A New Approach to Statistical Language Modeling


The most widely used statistical model of language is the so-called trigram model. In this simple model, a word is predicted based solely upon the two words which immediately precede it. The trigram model has been the workhorse of the statistical approach to many language processing problems, most notably speech recognition, for over twenty years.

The simplicity of the trigram model is simultaneously its greatest strength and weakness. Its strength comes from the fact that one can easily estimate trigram statistics by counting over hundreds of millions of words of data. Since implementation of the model involves only table lookup, it is computationally efficient, and can be used in real-time systems. Yet the model captures the relations between words by the sheer force of numbers. It ignores the rich syntactic and semantic structure which constrains natural languages, allowing them to be easily processed and understood by humans. Further advances in speech recognition, and ultimately, understanding, will hinge on computational methods for predicting and analyzing natural language data that go far beyond the simple methods which are used in current systems.

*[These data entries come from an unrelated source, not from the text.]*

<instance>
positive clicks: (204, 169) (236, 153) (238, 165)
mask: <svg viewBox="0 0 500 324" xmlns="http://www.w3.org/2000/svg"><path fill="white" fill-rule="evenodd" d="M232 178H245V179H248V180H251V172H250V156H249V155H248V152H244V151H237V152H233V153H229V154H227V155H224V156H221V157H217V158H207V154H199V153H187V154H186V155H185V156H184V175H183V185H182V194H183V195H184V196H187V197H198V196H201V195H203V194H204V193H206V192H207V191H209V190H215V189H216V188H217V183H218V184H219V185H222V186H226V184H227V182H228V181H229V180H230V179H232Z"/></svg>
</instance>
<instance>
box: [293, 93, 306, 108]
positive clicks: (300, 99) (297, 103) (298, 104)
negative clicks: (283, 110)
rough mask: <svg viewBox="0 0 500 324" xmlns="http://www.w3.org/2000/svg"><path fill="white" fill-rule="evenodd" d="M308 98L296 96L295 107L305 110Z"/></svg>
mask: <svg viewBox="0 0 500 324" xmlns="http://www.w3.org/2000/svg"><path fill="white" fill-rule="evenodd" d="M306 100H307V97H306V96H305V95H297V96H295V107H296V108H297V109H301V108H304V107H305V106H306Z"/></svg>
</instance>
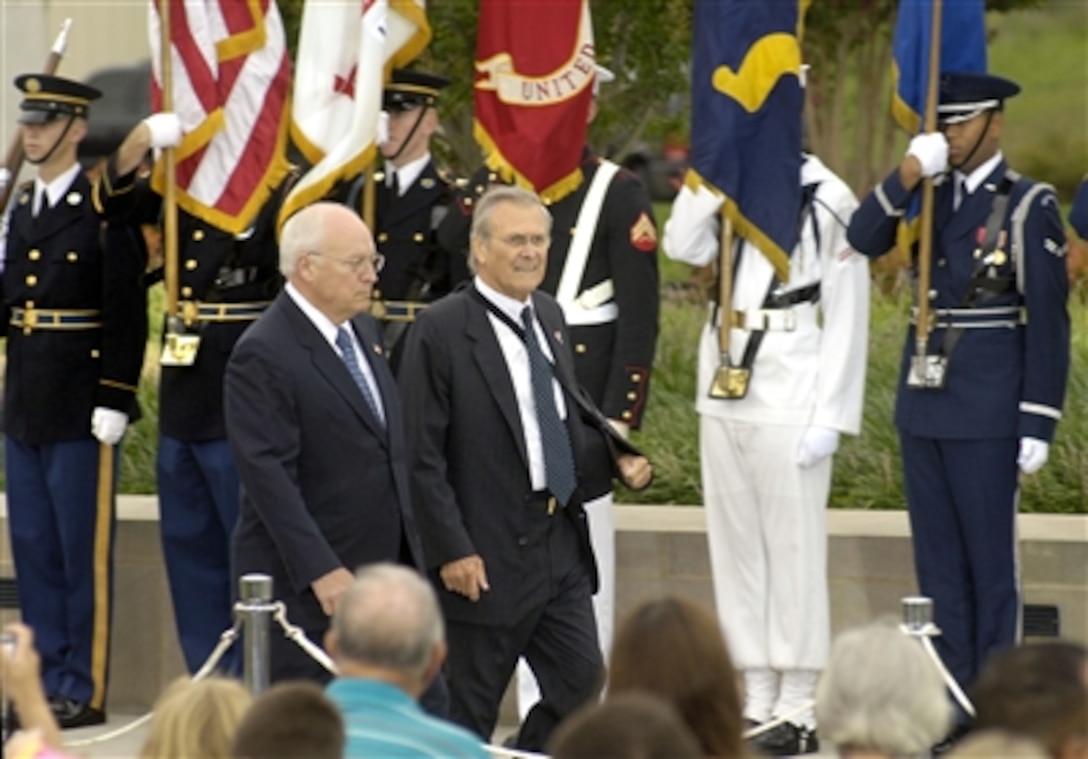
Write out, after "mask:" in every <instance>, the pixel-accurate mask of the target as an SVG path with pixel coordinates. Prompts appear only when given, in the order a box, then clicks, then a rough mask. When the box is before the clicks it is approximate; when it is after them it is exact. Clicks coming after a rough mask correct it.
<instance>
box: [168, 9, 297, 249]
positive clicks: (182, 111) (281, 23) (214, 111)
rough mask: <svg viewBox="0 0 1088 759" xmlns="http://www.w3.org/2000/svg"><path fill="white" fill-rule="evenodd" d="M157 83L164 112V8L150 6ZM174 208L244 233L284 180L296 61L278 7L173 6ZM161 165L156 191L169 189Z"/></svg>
mask: <svg viewBox="0 0 1088 759" xmlns="http://www.w3.org/2000/svg"><path fill="white" fill-rule="evenodd" d="M150 8H151V11H150V18H149V21H150V23H149V34H150V40H151V50H152V55H151V60H152V65H153V71H154V79H153V83H152V107H153V108H154V109H156V110H159V109H160V108H161V103H162V45H161V32H160V29H161V26H160V24H161V18H160V17H159V2H158V0H152V1H151V3H150ZM169 9H170V33H171V73H172V79H173V85H172V88H171V89H172V92H171V95H172V100H173V110H174V111H175V112H176V113H177V115H178V117H180V119H181V121H182V128H183V130H184V133H185V136H184V137H183V139H182V144H181V145H180V146H178V147H177V149H176V151H175V155H176V162H177V170H176V172H177V173H176V177H177V181H176V185H177V204H178V206H180V207H181V208H183V209H184V210H185V211H187V212H188V213H190V214H193V215H195V216H197V217H199V219H202V220H205V221H206V222H208V223H209V224H213V225H214V226H217V227H219V228H221V229H225V231H226V232H231V233H234V234H237V233H239V232H243V231H245V229H246V227H247V226H249V224H250V223H251V222H252V220H254V217H255V216H256V215H257V212H258V210H259V209H260V207H261V206H262V204H263V203H264V201H265V200H267V199H268V197H269V195H270V194H271V191H272V188H274V187H275V186H276V185H279V184H280V181H281V179H282V178H283V177H284V175H285V174H286V173H287V167H288V166H287V161H286V158H285V155H284V147H285V145H286V136H287V86H288V84H289V79H290V59H289V58H288V57H287V46H286V39H285V36H284V28H283V20H282V18H281V16H280V11H279V9H277V8H276V4H275V0H246V1H245V2H243V1H240V0H169ZM164 176H165V175H164V172H163V166H162V165H160V164H158V163H157V164H156V171H154V174H153V176H152V186H153V187H154V188H156V189H157V190H158V191H160V192H162V191H163V189H164V184H165V178H164Z"/></svg>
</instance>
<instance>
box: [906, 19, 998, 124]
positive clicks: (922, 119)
mask: <svg viewBox="0 0 1088 759" xmlns="http://www.w3.org/2000/svg"><path fill="white" fill-rule="evenodd" d="M941 9H942V10H941V50H940V71H941V72H942V73H943V72H949V71H955V72H978V73H985V72H986V7H985V2H984V0H944V2H942V3H941ZM932 17H934V2H932V0H901V1H900V3H899V11H898V13H897V16H895V36H894V39H893V40H892V77H893V78H894V80H895V94H894V96H893V97H892V103H891V112H892V116H894V119H895V123H897V124H899V125H900V126H901V127H902V128H904V129H906V132H907V133H910V134H912V135H914V134H917V133H918V132H919V130H920V129H922V125H923V119H922V116H923V114H924V113H925V108H926V87H927V85H928V83H929V47H930V36H931V35H932ZM938 78H939V77H938Z"/></svg>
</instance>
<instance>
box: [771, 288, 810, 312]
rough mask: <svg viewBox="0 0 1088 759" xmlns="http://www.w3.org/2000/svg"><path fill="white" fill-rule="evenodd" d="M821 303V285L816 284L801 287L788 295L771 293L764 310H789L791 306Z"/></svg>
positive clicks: (786, 293)
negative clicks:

The researchers propose a new approach to modeling language which preserves the strengths and computational advantages of trigrams, while it incorporates long-range dependencies and more complex information into a statistical model. The approach is based upon the ideas of probabilistic link grammar, which was recently developed by Sleator and Lafferty. The techniques of probabilistic link grammar promise to significantly improve upon the predictive power of the trigram model, since they naturally incorporate trigrams into a unified framework for modeling long-distance grammatical dependencies. Moreover, the methods are computationally efficient, which will allow them to be used in actual natural language systems on today's computers.

The results of the approach will be significant in three different ways. First, the work promises to allow the construction of language models that have greater predictive power, as measured by the statistical quantity known as entropy, than those constructed by current methods. This is important since lower entropy can translate directly into improved performance for such applications as speech recognition. Secondly, it is expected that the research will establish new results and deepen understanding in the technical foundations of this area of computer science. In particular, the research will develop new algorithms for integrating finite-state automata with more powerful machines, as well as new statistical estimation algorithms. And finally, the methods will be incorporated into speech recognition, translation, and understanding systems at both Carnegie Mellon and IBM. This will allow the success of the approach to be quantitatively measured, not only in terms of entropy, but in terms of the direct improvement it brings to those applications.